Actualité

Shell’s return to Gabon raises questions about oil deals

Last Tuesday, Shell and Gabon’s Ministry of Petroleum signed a memorandum of understanding. For many analysts, this agreement sends a strong signal about the country’s appeal and its offshore oil potential. The British company follows in the footsteps of two other industry giants—ExxonMobil and BP had shown interest in deepwater oil zones less than a year earlier. This suggests Gabon is once again drawing the attention of major oil firms. However, a closer look tempers the overall excitement.

This document is merely a statement of intent, not a binding commitment. A long road remains before any oil can actually be extracted and sold. Shell could easily change its mind later: if exploration results are poor, if oil prices drop, or if a more profitable country emerges, it can walk away without any penalty. This is not the first time Gabon and the British firm have crossed paths. Shell was previously active in Gabon, left in 2017, and made a final exit in 2019. Its return today is primarily driven by its own corporate strategy, not by a desire to do Gabon a favor.

And it is precisely here that the government holds some leverage. It will need to negotiate skillfully. What share of revenue will go to the state? How many jobs and training opportunities for Gabonese citizens? Then comes the question of management. When the money arrives, how will it be safeguarded and invested in building the future, rather than spent immediately? Keep in mind that commercial production is seven to fifteen years away. Budgetary and employment benefits would not be visible until at least 2033 or 2036. Between seismic surveys, appraisal drilling, reactivating subcontracting chains, and creating youth employment, there is much work to be done.

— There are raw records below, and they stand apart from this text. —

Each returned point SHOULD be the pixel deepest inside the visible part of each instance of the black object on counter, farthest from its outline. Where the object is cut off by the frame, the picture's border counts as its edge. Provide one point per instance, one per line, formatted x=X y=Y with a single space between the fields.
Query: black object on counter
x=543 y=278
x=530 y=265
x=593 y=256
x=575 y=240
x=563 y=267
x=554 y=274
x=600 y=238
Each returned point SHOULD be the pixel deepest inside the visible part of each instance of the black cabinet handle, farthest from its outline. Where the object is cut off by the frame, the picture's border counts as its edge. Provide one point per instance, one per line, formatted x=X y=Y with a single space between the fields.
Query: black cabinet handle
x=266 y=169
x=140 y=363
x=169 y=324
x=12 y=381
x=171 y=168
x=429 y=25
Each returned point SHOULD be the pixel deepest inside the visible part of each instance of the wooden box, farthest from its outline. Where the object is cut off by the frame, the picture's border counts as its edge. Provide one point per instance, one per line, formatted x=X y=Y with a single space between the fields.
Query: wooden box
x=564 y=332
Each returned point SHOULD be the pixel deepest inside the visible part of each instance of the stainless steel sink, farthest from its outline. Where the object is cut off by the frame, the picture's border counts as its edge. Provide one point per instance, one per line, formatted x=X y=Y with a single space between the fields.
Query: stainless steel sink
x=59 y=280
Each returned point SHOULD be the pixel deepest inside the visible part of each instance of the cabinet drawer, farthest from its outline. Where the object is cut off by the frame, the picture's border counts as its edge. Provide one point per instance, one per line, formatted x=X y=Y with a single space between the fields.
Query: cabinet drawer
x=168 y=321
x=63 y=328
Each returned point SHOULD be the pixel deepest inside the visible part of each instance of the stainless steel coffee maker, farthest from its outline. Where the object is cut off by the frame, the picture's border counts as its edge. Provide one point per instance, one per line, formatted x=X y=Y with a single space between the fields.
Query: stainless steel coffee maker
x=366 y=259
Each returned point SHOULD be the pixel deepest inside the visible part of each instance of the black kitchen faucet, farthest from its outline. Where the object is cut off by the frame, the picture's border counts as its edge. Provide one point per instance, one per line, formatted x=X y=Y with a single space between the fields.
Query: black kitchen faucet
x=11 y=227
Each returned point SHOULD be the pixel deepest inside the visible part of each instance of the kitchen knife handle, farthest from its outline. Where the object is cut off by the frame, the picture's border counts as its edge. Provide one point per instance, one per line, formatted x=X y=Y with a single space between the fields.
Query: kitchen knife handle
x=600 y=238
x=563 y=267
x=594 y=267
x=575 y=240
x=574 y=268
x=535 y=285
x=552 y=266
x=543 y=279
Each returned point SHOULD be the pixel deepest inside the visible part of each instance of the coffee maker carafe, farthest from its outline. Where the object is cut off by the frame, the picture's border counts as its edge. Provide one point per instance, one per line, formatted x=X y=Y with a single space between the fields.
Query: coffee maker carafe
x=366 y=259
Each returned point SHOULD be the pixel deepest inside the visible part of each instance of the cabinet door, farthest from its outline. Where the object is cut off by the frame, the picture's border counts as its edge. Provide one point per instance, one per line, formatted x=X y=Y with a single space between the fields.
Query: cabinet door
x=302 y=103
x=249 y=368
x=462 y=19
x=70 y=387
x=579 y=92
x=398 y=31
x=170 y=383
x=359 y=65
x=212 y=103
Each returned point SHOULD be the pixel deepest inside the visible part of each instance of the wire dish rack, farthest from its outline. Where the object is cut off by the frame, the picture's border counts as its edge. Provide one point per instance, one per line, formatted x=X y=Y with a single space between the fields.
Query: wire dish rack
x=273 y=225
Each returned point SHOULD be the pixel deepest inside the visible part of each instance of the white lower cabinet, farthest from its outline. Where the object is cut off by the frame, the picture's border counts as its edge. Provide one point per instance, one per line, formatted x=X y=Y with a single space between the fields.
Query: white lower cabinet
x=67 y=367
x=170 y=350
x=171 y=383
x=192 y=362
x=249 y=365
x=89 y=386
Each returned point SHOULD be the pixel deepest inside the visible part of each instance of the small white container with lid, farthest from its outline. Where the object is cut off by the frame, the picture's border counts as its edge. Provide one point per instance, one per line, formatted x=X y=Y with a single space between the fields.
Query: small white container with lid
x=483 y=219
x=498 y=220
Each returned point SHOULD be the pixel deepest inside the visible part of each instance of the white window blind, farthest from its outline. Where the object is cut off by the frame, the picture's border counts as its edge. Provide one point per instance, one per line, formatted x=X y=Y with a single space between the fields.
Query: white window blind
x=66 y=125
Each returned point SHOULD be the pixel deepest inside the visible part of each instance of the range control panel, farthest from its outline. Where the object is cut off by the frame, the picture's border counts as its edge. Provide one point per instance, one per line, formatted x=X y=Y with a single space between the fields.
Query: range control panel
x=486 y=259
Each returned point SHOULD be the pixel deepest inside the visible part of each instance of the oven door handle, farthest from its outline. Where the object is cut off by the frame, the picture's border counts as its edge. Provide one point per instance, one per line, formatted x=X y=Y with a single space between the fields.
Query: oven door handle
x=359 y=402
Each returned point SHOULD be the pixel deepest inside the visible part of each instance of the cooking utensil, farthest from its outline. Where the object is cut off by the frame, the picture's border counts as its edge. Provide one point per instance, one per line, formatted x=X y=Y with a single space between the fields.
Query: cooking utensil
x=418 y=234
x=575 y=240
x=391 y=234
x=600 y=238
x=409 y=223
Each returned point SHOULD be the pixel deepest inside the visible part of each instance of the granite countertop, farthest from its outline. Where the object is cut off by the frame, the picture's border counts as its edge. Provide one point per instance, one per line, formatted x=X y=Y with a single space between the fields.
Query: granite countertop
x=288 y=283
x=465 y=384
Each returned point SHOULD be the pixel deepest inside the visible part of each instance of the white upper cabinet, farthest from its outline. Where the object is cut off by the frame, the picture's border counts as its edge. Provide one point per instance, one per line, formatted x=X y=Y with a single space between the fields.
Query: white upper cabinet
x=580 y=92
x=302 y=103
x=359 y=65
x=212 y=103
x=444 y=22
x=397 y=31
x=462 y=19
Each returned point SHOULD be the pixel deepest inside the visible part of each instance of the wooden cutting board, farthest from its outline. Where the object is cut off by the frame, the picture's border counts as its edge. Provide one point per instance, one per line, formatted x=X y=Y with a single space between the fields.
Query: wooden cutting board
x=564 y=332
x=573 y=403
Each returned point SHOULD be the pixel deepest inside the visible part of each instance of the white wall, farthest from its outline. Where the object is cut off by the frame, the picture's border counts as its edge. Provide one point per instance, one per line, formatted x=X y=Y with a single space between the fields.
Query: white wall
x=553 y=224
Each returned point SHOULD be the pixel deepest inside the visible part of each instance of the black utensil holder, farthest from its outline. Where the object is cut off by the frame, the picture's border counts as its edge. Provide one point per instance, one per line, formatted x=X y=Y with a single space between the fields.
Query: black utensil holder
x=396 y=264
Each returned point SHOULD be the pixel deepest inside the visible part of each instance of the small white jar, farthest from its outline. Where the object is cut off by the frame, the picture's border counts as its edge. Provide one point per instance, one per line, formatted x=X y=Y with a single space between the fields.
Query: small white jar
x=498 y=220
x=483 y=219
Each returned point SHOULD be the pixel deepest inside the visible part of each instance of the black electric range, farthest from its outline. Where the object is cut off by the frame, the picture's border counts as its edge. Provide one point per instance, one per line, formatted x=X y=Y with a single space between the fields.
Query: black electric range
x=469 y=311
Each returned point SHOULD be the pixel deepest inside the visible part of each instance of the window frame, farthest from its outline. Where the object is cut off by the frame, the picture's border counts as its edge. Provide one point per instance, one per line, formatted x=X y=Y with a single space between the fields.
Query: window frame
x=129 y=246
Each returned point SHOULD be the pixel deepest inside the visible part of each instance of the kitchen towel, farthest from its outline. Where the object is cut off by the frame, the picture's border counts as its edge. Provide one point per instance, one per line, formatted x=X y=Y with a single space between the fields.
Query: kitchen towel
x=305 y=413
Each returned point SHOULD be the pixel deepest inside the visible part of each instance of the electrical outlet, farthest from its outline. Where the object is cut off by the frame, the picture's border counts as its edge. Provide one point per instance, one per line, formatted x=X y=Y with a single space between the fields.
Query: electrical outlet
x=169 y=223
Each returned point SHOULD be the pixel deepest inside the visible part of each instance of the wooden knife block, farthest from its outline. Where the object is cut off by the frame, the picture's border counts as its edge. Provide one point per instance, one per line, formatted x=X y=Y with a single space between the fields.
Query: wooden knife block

Gabon is not the only African country facing this situation. Angola and Nigeria have negotiated to maximize benefits from such transactions. Cost recovery thresholds, state share based on profitability, transparency, and monitoring—nothing was left to chance. The issue is not attracting Shell; the issue is on what terms.

While neighboring countries are tightening rules to convert oil revenues—especially from offshore—into real development, Gabon appears to be negotiating with the same tools that led to failures over the past three decades. Shell knows this well: it signs identical MoUs everywhere. What changes is what the host country then demands.